Dr Cloughesy on Extended Follow-Up Data for Vorasidenib in IDH1/2 Mutant Glioma
Long-term INDIGO data show vorasidenib extends progression-free survival, delays next treatment, and cuts seizures in post-surgery IDH-mutant glioma.
At the 2026 American Society of Clinical Oncology (ASCO) Annual Meeting, Timothy Cloughesy, MD, University of California, Los Angeles, presented updated results from the phase 3 INDIGO trial (NCT06809322). The extended analysis evaluates the long-term efficacy and safety of vorasidenib (Voranigo) compared with a placebo in patients with grade 2 mutant isocitrate dehydrogenase 1 or 2 (IDH1/2) glioma who have undergone surgery but do not yet require immediate chemoradiotherapy.
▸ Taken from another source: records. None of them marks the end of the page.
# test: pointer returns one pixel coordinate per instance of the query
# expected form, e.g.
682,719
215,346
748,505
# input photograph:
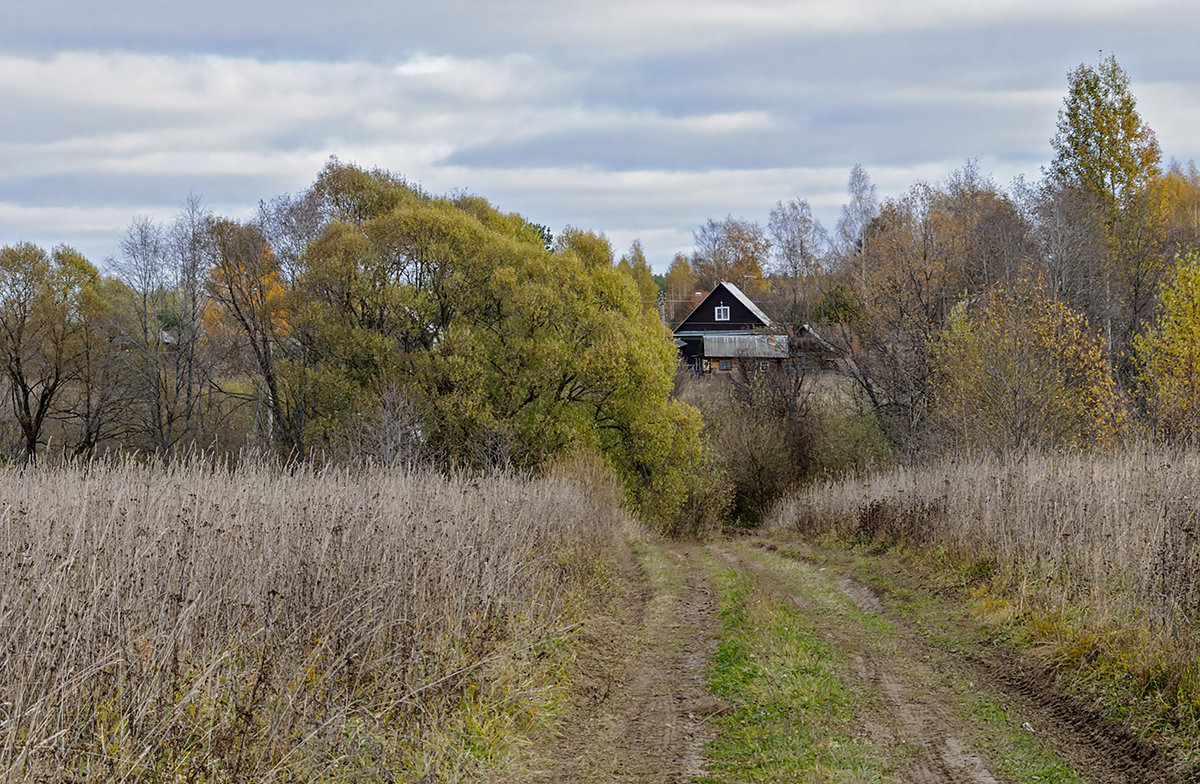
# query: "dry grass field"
1095,558
216,624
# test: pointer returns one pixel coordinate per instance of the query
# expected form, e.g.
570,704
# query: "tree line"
1060,312
359,319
With a median follow-up of 41.6 months, the new data includes more than 3 years of follow-up and an additional 21.3 months of unblinded data collected after the trial's initial unblinding. Following unblinding, all 163 patients in the placebo group discontinued their assigned treatment, and 144 crossed over to receive vorasidenib.
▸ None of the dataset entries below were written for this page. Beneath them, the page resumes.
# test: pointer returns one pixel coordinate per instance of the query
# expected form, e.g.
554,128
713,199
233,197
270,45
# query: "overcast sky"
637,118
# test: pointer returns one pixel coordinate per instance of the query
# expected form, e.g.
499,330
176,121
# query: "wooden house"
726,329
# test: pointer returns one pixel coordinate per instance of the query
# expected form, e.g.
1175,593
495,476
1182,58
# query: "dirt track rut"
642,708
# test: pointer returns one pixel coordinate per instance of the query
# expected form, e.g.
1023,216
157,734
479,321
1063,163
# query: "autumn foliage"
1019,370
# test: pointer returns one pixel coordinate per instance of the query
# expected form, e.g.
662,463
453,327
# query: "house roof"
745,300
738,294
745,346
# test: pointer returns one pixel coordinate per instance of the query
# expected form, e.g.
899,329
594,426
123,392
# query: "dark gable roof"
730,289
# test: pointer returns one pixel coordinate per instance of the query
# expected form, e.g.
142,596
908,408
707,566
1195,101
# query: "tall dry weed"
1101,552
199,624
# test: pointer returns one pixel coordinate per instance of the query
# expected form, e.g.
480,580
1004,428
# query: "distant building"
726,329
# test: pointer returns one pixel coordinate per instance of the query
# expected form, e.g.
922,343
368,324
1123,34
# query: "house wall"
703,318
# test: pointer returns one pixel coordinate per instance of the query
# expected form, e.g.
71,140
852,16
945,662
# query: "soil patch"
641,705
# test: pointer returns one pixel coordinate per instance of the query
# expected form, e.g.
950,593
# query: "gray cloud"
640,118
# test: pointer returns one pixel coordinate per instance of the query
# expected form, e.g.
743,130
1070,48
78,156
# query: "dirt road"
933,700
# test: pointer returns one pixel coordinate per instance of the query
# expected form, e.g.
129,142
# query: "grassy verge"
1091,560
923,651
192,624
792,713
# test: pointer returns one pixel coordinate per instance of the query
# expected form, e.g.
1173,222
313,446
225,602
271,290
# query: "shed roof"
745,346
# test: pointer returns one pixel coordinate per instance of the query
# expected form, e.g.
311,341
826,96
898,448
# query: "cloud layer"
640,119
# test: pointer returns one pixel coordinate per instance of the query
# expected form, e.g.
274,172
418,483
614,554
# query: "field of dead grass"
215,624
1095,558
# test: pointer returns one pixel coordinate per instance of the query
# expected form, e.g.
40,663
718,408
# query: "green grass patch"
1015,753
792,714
The updated findings demonstrate that the clinical benefits of vorasidenib are durable and continue to improve over time:
- Progression-Free Survival (PFS): The median PFS for patients treated with vorasidenib reached 44.1 months.
- Time to Next Intervention (TTNI): The median TTNI for the vorasidenib group was not estimable, as only 23.8% of these patients required subsequent treatment, indicating a substantial delay in the need for more aggressive interventions.
- Objective Response Rate (ORR): The ORR rose to 20.8%, showing gradual and durable improvement with longer treatment, while an additional 72.6% of patients achieved stable disease.
- Seizure Reduction: Patients experienced a 72% reduction in the rate of on-treatment seizures.
The safety profile remained consistent with previous reports and was generally tolerable, consisting mostly of low-grade adverse events. Grade 3 or higher events included increased liver enzymes (ALT at 10.8% and AST at 4.8%) and seizures (4.8%). Fewer than 5% of patients discontinued treatment due to adverse events, and no treatment-related deaths occurred. Experts note these findings underscore how long-term IDH inhibition can successfully delay disease progression for a patient population that historically relied on a "watch and wait" approach.